Quantitative Analysis of Sulfur Dioxide with Passive Fourier Transform Infrared Remote Sensing Interferogram Data

Abstract

Multivariate calibration models are developed for the determination of sulfur dioxide (SO2) by passive Fourier transform infrared (FT-IR) remote sensing measurements. In a series of experiments designed to simulate the measurement of SO2 from industrial stack emissions, low-angle sky backgrounds are viewed through the windows of a heated flow-through gas cell. With this apparatus, infrared emission from the hot SO2 is measured against the cold background of the sky. The FT-IR interferogram data collected are analyzed directly in the construction of the calibration models. Bandpass digital filters are applied to the interferograms to isolate the modulated infrared frequencies corresponding to either the asymmetric or symmetric S–O stretching vibrations at 1361 and 1151 cm−1, respectively.
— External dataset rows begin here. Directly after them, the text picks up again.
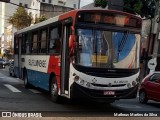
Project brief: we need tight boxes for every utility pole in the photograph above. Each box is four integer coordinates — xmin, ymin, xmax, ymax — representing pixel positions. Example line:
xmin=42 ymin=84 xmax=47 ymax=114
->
xmin=78 ymin=0 xmax=80 ymax=9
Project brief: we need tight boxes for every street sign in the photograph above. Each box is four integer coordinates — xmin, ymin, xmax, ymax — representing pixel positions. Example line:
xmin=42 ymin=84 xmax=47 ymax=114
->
xmin=148 ymin=58 xmax=157 ymax=70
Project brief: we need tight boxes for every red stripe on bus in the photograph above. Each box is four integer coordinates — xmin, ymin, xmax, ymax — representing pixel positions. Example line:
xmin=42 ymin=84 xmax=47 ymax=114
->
xmin=47 ymin=55 xmax=60 ymax=75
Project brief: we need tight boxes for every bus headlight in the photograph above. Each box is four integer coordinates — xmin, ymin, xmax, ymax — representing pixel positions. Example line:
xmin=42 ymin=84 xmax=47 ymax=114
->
xmin=74 ymin=75 xmax=79 ymax=81
xmin=127 ymin=83 xmax=131 ymax=88
xmin=132 ymin=81 xmax=137 ymax=87
xmin=79 ymin=80 xmax=84 ymax=85
xmin=136 ymin=77 xmax=140 ymax=83
xmin=86 ymin=82 xmax=91 ymax=87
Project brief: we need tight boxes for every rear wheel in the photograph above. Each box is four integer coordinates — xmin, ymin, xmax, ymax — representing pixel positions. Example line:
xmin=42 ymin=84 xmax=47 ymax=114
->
xmin=9 ymin=71 xmax=12 ymax=76
xmin=50 ymin=77 xmax=60 ymax=102
xmin=24 ymin=72 xmax=30 ymax=88
xmin=12 ymin=71 xmax=15 ymax=77
xmin=139 ymin=90 xmax=148 ymax=103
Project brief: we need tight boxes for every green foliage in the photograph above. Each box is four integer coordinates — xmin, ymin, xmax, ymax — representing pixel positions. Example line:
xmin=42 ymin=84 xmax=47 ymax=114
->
xmin=123 ymin=0 xmax=142 ymax=14
xmin=94 ymin=0 xmax=108 ymax=8
xmin=140 ymin=0 xmax=157 ymax=18
xmin=124 ymin=0 xmax=157 ymax=18
xmin=34 ymin=15 xmax=47 ymax=24
xmin=8 ymin=7 xmax=32 ymax=30
xmin=93 ymin=0 xmax=158 ymax=18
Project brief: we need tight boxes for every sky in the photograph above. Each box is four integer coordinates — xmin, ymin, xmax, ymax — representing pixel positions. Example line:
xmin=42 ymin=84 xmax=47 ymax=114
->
xmin=80 ymin=0 xmax=93 ymax=7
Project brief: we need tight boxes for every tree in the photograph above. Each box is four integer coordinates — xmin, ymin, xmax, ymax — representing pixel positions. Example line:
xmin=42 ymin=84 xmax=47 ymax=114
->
xmin=34 ymin=15 xmax=47 ymax=24
xmin=123 ymin=0 xmax=157 ymax=18
xmin=94 ymin=0 xmax=108 ymax=8
xmin=8 ymin=7 xmax=32 ymax=30
xmin=93 ymin=0 xmax=157 ymax=18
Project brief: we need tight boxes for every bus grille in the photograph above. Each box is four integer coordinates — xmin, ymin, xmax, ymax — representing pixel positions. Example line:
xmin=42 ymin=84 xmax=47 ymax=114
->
xmin=91 ymin=83 xmax=126 ymax=87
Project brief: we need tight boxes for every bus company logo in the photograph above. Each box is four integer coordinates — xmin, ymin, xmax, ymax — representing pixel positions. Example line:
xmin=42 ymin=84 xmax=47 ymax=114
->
xmin=28 ymin=59 xmax=46 ymax=68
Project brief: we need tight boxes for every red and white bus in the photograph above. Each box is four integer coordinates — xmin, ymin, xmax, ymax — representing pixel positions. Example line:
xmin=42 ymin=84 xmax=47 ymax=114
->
xmin=14 ymin=9 xmax=142 ymax=103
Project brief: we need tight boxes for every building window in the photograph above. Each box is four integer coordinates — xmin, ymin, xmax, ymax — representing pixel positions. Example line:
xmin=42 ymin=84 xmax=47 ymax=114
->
xmin=49 ymin=0 xmax=52 ymax=3
xmin=24 ymin=4 xmax=28 ymax=8
xmin=42 ymin=0 xmax=45 ymax=2
xmin=74 ymin=4 xmax=76 ymax=8
xmin=19 ymin=3 xmax=22 ymax=6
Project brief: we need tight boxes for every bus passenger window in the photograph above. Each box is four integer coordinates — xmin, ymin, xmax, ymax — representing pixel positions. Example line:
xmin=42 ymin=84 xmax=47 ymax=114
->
xmin=49 ymin=27 xmax=61 ymax=54
xmin=14 ymin=36 xmax=19 ymax=54
xmin=49 ymin=38 xmax=60 ymax=53
xmin=39 ymin=30 xmax=47 ymax=53
xmin=22 ymin=34 xmax=28 ymax=54
xmin=31 ymin=33 xmax=38 ymax=53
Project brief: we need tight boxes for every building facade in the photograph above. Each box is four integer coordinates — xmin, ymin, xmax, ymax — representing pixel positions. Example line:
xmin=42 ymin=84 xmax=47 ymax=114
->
xmin=29 ymin=0 xmax=78 ymax=23
xmin=0 ymin=0 xmax=32 ymax=57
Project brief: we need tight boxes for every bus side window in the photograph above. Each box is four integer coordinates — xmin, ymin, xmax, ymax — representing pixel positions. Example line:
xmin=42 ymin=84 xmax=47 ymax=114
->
xmin=49 ymin=27 xmax=60 ymax=54
xmin=39 ymin=29 xmax=47 ymax=54
xmin=26 ymin=33 xmax=30 ymax=54
xmin=31 ymin=32 xmax=38 ymax=53
xmin=14 ymin=35 xmax=19 ymax=54
xmin=22 ymin=34 xmax=28 ymax=54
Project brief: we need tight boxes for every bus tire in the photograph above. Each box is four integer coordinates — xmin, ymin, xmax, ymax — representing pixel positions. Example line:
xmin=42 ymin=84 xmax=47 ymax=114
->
xmin=24 ymin=72 xmax=30 ymax=88
xmin=139 ymin=90 xmax=148 ymax=104
xmin=50 ymin=77 xmax=60 ymax=102
xmin=9 ymin=72 xmax=12 ymax=76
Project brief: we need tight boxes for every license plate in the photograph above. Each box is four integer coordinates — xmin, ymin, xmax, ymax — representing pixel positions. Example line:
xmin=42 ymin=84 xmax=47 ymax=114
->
xmin=104 ymin=91 xmax=115 ymax=95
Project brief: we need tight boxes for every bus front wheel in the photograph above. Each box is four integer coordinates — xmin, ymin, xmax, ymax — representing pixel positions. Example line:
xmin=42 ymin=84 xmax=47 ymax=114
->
xmin=50 ymin=77 xmax=60 ymax=102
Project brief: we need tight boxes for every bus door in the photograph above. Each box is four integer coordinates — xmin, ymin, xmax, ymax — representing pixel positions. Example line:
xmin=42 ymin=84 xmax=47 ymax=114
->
xmin=61 ymin=20 xmax=72 ymax=96
xmin=18 ymin=34 xmax=22 ymax=79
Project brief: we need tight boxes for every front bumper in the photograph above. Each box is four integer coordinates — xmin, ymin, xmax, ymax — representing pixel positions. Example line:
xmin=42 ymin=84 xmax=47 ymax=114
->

Quantitative calibration models are constructed by submitting short segments of the filtered interferograms to partial least-squares regression analysis. The experimental design allows the impact of variation in the temperature of the SO2 to be evaluated for its effect on the calibration models. Three data sets are constructed consisting of data with increasing temperature variation. When the temperature variation in the data is less than 30 °C, the calibration models are able to achieve a cross-validation standard error of prediction (CV-SEP) of approximately 27 ppm-m across the 185 to 727 ppm-m range of density-corrected, path-averaged concentration. These calibration models are applied to an interferogram segment of only 250 points, and do not require any separate measurement of the infrared background. A comparison of the results from the interferogram-based analyses with those obtained in an analysis of single-beam spectral data reveals similar performances for the models computed with both types of data.